我正在尝试在Google Cloud Platform中执行apache光束管道作为数据流作业。
我的项目结构如下:
root_dir/
__init__.py
setup.py
main.py
utils/
__init__.py
log_util.py
config_util.py
这是我的setup.py
setuptools.setup(
name='dataflow_example',
version='1.0',
install_requires=[
"google-cloud-tasks==2.2.0",
"google-cloud-pubsub>=0.1.0",
"google-cloud-storage==1.39.0",
"google-cloud-bigquery==2.6.2",
"google-cloud-secret-manager==2.0.0",
"google-api-python-client==2.3.0",
"oauth2client==4.1.3",
"apache-beam[gcp]>=2.20.0",
"wheel>=0.36.2"
],
packages=setuptools.find_packages()
)
这是我的管道代码:
import math
import apache_beam as beam
from datetime import datetime
from apache_beam.options.pipeline_options import PipelineOptions
from utils.log_util import LogUtil
from utils.config_util import ConfigUtil
class DataflowExample:
config = {}
def __init__(self):
self.config = ConfigUtil.get_config(module_config=["config"])
self.project = self.config['project']
self.region = self.config['location']
self.bucket = self.config['core_bucket']
self.batch_size = 10
def execute_pipeline(self):
try:
LogUtil.log_n_notify(log_type="info", msg=f"Dataflow started")
query = "SELECT id, name, company FROM `<bigquery_table>` LIMIT 10"
beam_options = {
"project": self.project,
"region": self.region,
"job_name": "dataflow_example",
"runner": "DataflowRunner",
"temp_location": f"gs://{self.bucket}/temp_location/"
}
options = PipelineOptions(**beam_options, save_main_session=True)

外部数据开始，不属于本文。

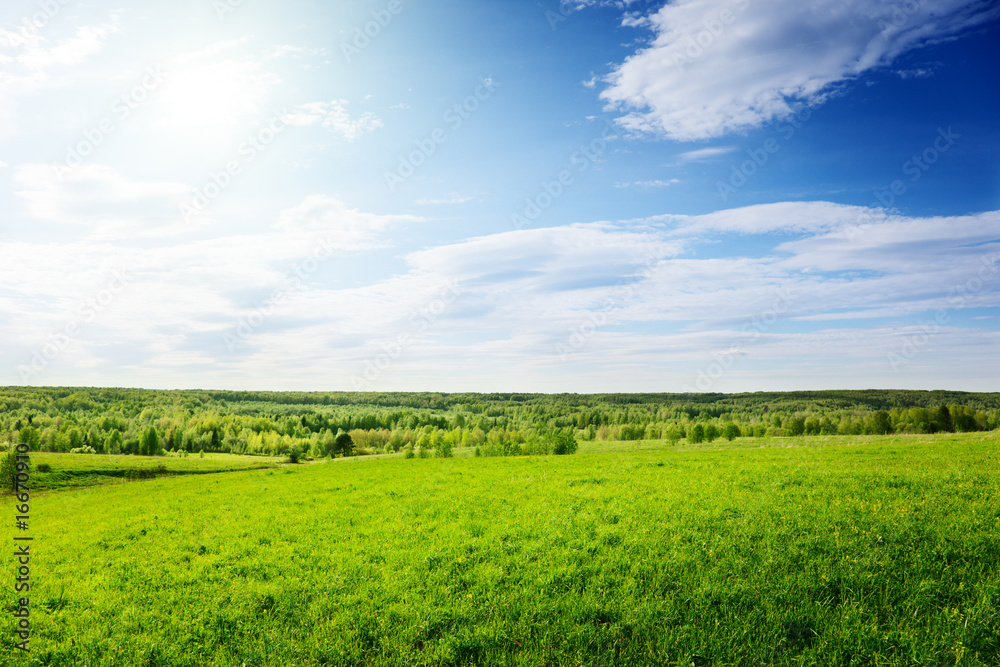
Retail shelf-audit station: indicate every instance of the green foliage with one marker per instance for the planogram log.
(141, 422)
(8, 470)
(882, 552)
(343, 445)
(563, 442)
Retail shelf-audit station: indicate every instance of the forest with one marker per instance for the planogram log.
(317, 424)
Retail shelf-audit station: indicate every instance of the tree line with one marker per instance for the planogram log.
(149, 422)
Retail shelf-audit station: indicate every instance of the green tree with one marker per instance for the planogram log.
(563, 442)
(343, 445)
(881, 424)
(149, 443)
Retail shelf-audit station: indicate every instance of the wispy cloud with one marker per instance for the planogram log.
(334, 115)
(705, 154)
(716, 67)
(521, 293)
(649, 184)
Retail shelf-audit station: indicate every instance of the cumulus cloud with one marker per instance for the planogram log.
(716, 67)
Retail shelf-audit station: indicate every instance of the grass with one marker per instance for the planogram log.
(868, 551)
(72, 470)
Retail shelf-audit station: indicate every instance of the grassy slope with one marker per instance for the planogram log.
(883, 553)
(69, 470)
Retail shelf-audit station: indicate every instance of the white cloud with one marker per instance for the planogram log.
(649, 184)
(88, 41)
(726, 66)
(99, 198)
(851, 283)
(322, 213)
(703, 154)
(333, 115)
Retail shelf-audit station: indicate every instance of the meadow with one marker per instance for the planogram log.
(55, 471)
(874, 550)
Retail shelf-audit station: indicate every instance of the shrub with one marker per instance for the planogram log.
(8, 470)
(563, 443)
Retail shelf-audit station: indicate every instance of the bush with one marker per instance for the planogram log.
(8, 471)
(563, 443)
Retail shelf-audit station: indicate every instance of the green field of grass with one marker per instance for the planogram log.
(839, 551)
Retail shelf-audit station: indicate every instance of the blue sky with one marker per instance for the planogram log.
(586, 196)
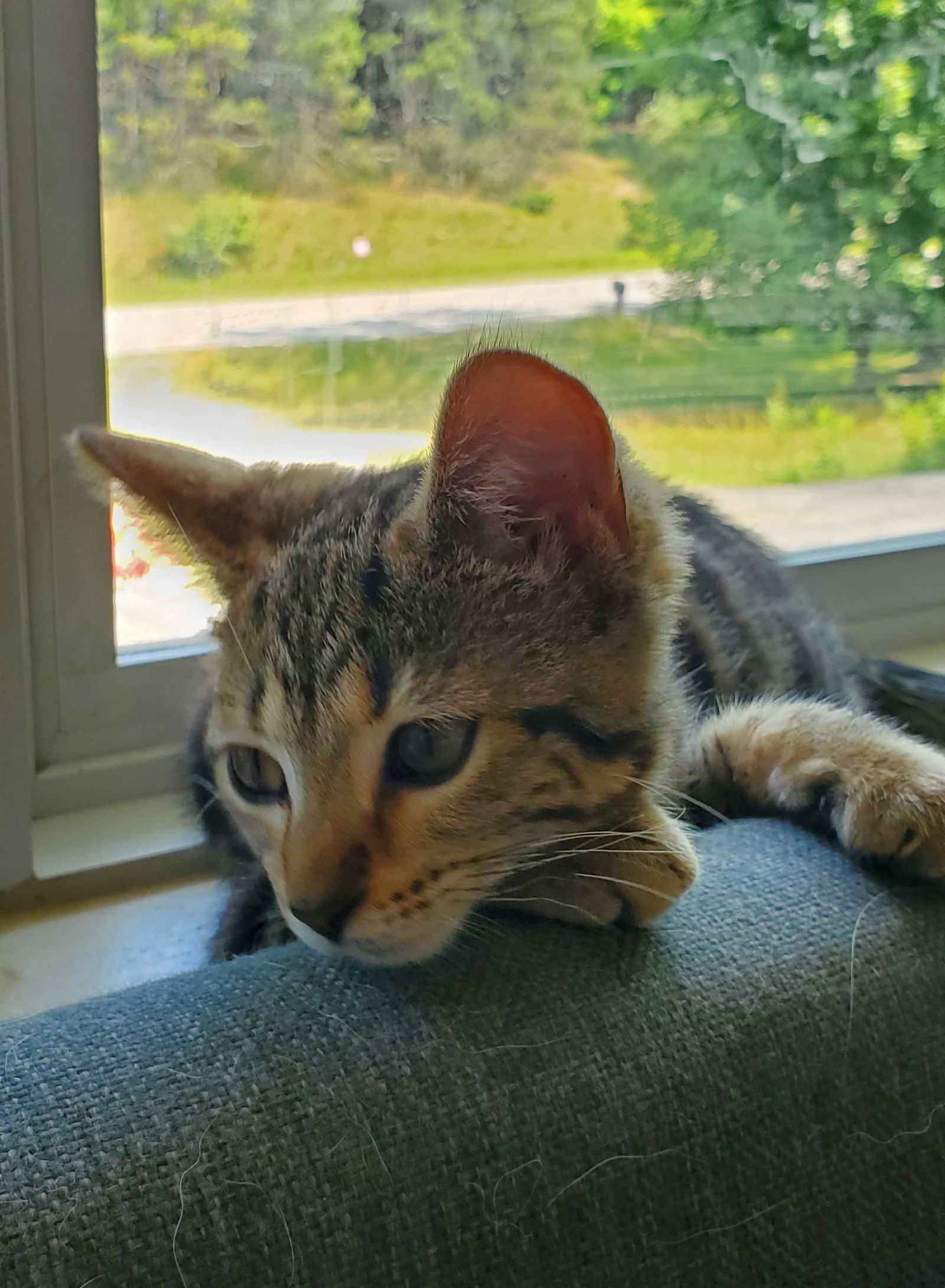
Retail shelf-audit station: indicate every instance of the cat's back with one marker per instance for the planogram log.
(750, 627)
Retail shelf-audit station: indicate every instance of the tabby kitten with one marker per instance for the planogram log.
(501, 676)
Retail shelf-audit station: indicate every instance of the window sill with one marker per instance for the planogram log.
(109, 850)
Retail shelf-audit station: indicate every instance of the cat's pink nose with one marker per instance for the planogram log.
(328, 916)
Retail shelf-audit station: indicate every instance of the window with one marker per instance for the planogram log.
(268, 230)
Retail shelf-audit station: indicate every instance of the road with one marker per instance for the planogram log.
(154, 328)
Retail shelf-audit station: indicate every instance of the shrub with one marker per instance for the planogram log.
(222, 232)
(533, 203)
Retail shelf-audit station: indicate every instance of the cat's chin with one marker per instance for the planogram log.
(369, 952)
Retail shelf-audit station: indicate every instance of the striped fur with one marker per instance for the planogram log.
(622, 666)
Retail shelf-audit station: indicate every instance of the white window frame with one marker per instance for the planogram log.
(82, 729)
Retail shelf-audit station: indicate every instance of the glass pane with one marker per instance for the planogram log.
(726, 218)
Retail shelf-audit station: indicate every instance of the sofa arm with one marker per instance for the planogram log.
(712, 1101)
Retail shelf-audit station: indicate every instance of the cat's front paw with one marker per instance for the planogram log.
(894, 811)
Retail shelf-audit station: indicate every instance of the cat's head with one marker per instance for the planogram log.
(435, 679)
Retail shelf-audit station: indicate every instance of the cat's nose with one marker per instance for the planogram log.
(328, 916)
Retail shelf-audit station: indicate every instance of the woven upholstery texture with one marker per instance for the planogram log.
(699, 1104)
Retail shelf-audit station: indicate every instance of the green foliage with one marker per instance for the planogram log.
(925, 430)
(535, 201)
(222, 232)
(294, 93)
(805, 141)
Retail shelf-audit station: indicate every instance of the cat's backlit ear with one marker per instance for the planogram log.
(531, 448)
(208, 509)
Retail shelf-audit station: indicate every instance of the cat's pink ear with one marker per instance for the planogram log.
(530, 448)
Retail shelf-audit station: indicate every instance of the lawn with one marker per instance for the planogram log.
(698, 409)
(418, 239)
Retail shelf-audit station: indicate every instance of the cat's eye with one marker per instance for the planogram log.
(256, 776)
(429, 752)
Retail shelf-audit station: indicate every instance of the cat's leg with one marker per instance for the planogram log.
(881, 791)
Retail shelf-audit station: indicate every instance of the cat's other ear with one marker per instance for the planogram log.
(210, 510)
(530, 450)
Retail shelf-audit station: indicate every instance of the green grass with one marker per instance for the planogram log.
(697, 409)
(419, 239)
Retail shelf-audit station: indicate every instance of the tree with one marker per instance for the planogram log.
(478, 93)
(164, 73)
(797, 151)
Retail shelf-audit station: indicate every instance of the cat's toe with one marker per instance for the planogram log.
(899, 818)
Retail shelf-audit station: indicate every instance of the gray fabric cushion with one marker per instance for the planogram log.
(548, 1107)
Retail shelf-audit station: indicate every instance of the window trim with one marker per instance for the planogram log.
(16, 688)
(87, 705)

with beam.Pipeline(options=options) as pipeline:
data = (
pipeline
| 'Read from BQ ' >> beam.io.Read(beam.io.ReadFromBigQuery(query=query, use_standard_sql=True))
| 'Count records' >> beam.combiners.Count.Globally()
| 'Print ' >> beam.ParDo(PrintCount(), self.batch_size)
)
LogUtil.log_n_notify(log_type="info", msg=f"Dataflow completed")
except Exception as e:
LogUtil.log_n_notify(log_type="error", msg=f"Exception in execute_pipeline - {str(e)}")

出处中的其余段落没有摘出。